# Model Interpretability in Deep Learning

Deep learning models are powerful but often work as **black boxes**, making it hard to understand how they make predictions. Model interpretability aims to make these models more **transparent and explainable**.

In this notebook, we’ll cover:
- Saliency Maps
- Grad-CAM
- Integrated Gradients
- Why interpretability is important


## 🎯 Objective
- Understand how deep models make predictions.
- Visualize which regions in an image most influence model decisions.
- Build trust and accountability in AI models.

In [1]:
import tensorflow as tf
import numpy as np
import matplotlib.pyplot as plt
from tensorflow.keras.applications import VGG16
from tensorflow.keras.preprocessing import image
from tensorflow.keras.applications.vgg16 import preprocess_input

## 🧩 Load Pre-trained Model

In [2]:
model = VGG16(weights='imagenet')
model.summary()

## 🖼️ Load and Preprocess Image

In [3]:
img_path = tf.keras.utils.get_file('elephant.jpg', 'https://i.imgur.com/Bvro0YD.png')
img = image.load_img(img_path, target_size=(224, 224))
x = image.img_to_array(img)
x = np.expand_dims(x, axis=0)
x = preprocess_input(x)

plt.imshow(image.load_img(img_path))
plt.axis('off')
plt.title('Original Image')
plt.show()

## 🔍 Saliency Maps
Saliency maps visualize which pixels influence the output prediction most by computing gradients of the output with respect to the input image.

In [4]:
img_tensor = tf.convert_to_tensor(x)
with tf.GradientTape() as tape:
    tape.watch(img_tensor)
    preds = model(img_tensor)
    top_index = tf.argmax(preds[0])
    top_class = preds[:, top_index]

grads = tape.gradient(top_class, img_tensor)[0]
saliency = np.max(np.abs(grads), axis=-1)

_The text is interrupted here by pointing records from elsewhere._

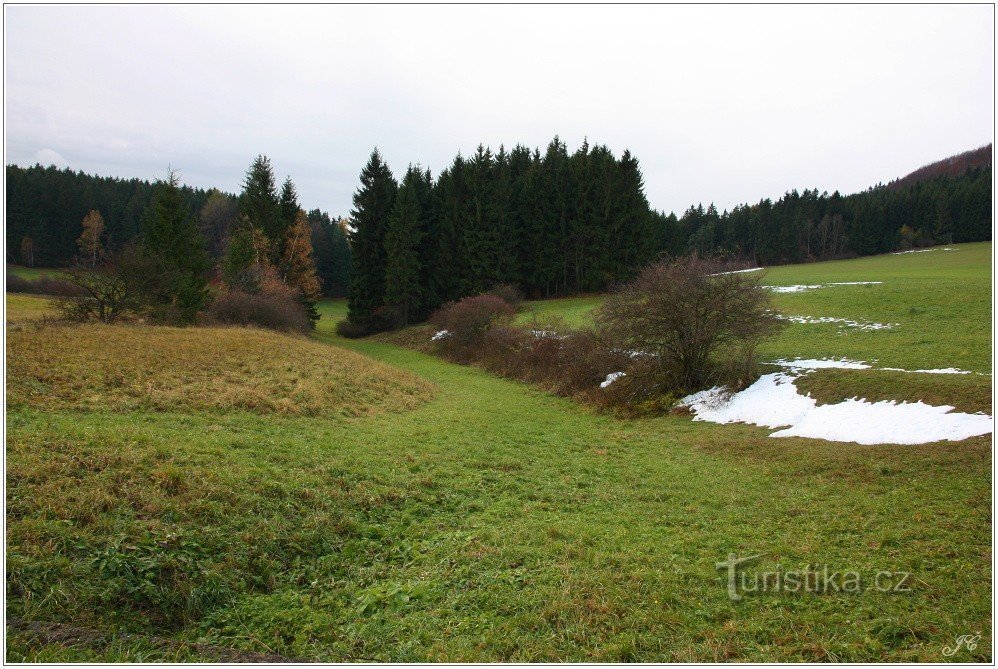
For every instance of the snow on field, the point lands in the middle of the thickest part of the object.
(945, 248)
(842, 322)
(802, 288)
(739, 271)
(828, 363)
(774, 401)
(610, 378)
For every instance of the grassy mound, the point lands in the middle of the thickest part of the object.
(122, 368)
(21, 308)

plt.imshow(saliency, cmap='hot')
plt.axis('off')
plt.title('Saliency Map')
plt.show()

## 🔥 Grad-CAM Visualization
Grad-CAM (Gradient-weighted Class Activation Mapping) highlights **which regions** in an image are most influential for a prediction.

In [5]:
grad_model = tf.keras.models.Model([
    model.inputs], [model.get_layer('block5_conv3').output, model.output])

with tf.GradientTape() as tape:
    conv_outputs, predictions = grad_model(img_tensor)
    loss = predictions[:, top_index]

grads = tape.gradient(loss, conv_outputs)
pooled_grads = tf.reduce_mean(grads, axis=(0, 1, 2))
conv_outputs = conv_outputs[0]
heatmap = tf.reduce_sum(tf.multiply(pooled_grads, conv_outputs), axis=-1)
heatmap = np.maximum(heatmap, 0) / np.max(heatmap)

plt.matshow(heatmap)
plt.title('Grad-CAM Heatmap')
plt.axis('off')
plt.show()

## 🧠 Overlay Grad-CAM on Original Image

In [6]:
import cv2
img_orig = cv2.imread(img_path)
heatmap_resized = cv2.resize(heatmap.numpy(), (img_orig.shape[1], img_orig.shape[0]))
heatmap_colored = cv2.applyColorMap(np.uint8(255 * heatmap_resized), cv2.COLORMAP_JET)
superimposed_img = cv2.addWeighted(img_orig, 0.6, heatmap_colored, 0.4, 0)

plt.imshow(cv2.cvtColor(superimposed_img, cv2.COLOR_BGR2RGB))
plt.axis('off')
plt.title('Grad-CAM Overlay')
plt.show()

## 📈 Integrated Gradients (Optional)
Integrated Gradients measure feature importance by integrating gradients from a baseline to the actual input.

In [7]:
try:
    from tf_explain.core.integrated_gradients import IntegratedGradients
    ig = IntegratedGradients()
    grid = ig.explain((x, None), model, class_index=int(top_index))
    plt.imshow(grid)
    plt.axis('off')
    plt.title('Integrated Gradients')
    plt.show()
except Exception as e:
    print('Integrated Gradients not available:', e)

## ✅ Summary
- **Saliency Maps** highlight pixel importance.
- **Grad-CAM** shows the most influential image regions.
- **Integrated Gradients** provide smooth attribution.

These techniques make deep models more **interpretable**, helping ensure **transparency and trust** in AI systems.